En cause ? Le poids des lobbies, la faiblesse de la culture scientifique du personnel politique, la croyance selon laquelle «la technique résoudra le problème», l’immaturité chronique de l’écologie politique française. Par ailleurs, de nombreuses collectivités rechignent à dépenser de l’argent pour des risques aux conséquences aléatoires et diffuses.

Nouvelles stratégies

Malgré tout, de timides stratégies d’adaptation se mettent en place, notamment en France. En témoigne la création en 2001 de l’Observatoire national sur les effets du changement climatique (Onerc), celle des observatoires régionaux sur l’agriculture et le changement climatique, ou encore le lancement du Plan national d’adaptation au changement climatique (PNACC) doté de 171 millions d’euros.

En 2017, la France sera le premier État à émettre un emprunt vert de 9 milliards d’euros sur trois ans en faveur de l’adaptation. L’Afnor et le comité européen à la normalisation travaillent à la modification des normes du bâtiment et des transports. L’Inra. sélectionne les plantes les plus résistantes.

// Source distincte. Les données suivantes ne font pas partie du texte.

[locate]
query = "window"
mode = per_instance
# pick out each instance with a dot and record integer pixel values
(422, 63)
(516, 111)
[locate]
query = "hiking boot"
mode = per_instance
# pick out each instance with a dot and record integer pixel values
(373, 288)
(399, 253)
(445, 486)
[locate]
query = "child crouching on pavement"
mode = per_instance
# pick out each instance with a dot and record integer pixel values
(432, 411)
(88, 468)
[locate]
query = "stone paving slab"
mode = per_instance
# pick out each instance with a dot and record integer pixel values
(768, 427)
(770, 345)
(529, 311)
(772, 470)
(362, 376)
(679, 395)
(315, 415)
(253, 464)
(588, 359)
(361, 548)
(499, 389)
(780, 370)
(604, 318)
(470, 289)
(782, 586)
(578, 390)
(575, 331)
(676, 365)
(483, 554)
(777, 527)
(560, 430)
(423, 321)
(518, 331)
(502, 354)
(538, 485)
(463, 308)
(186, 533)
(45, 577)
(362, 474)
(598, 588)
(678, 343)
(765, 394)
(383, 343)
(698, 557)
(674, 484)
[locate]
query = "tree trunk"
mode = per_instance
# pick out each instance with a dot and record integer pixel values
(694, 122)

La viticulture, qui représente 15 % de la valeur de la production agricole française, modifie ses méthodes de travail : retour de l’herbe dans les parcelles pour freiner l’évaporation, adoption d’une nouvelle technique de taille qui permet de laisser des feuilles sur les vignes pour protéger le raisin, développement des vendanges nocturnes. Dans les territoires d’outre-mer, les élus se mobilisent pour sauvegarder des défenses naturelles comme le corail, faire reculer les nouvelles constructions ou développer la culture en terrasses.

Consensus

Des entreprises comme Endis disent consacrer désormais près de 40 % de leurs investissements annuels à l’adaptation de leurs réseaux de distribution d’électricité en France. Des techniques comme l’agronomie en agriculture ou l’urbanisme d’autrefois, qui se caractérise par des ruelles étroites et des murs épais, connaissent un regain d’intérêt.

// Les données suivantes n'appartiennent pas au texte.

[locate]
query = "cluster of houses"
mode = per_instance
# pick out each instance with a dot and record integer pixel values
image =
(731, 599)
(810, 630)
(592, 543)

Alors que le gouvernement lancera le PNACC 2 au premier trimestre 2017, les initiatives doivent changer de nature et d’ampleur. Un consensus se dégage au sujet de pistes prioritaires comme le transfert des connaissances du monde scientifiques vers l’agriculture, l’émergence de la ville intelligente, l’indépendance énergétique des territoires, la formation des élus et des agents territoriaux à ces nouveaux enjeux. En attendant, la maison brûle et nous continuons désespérément de regarder ailleurs.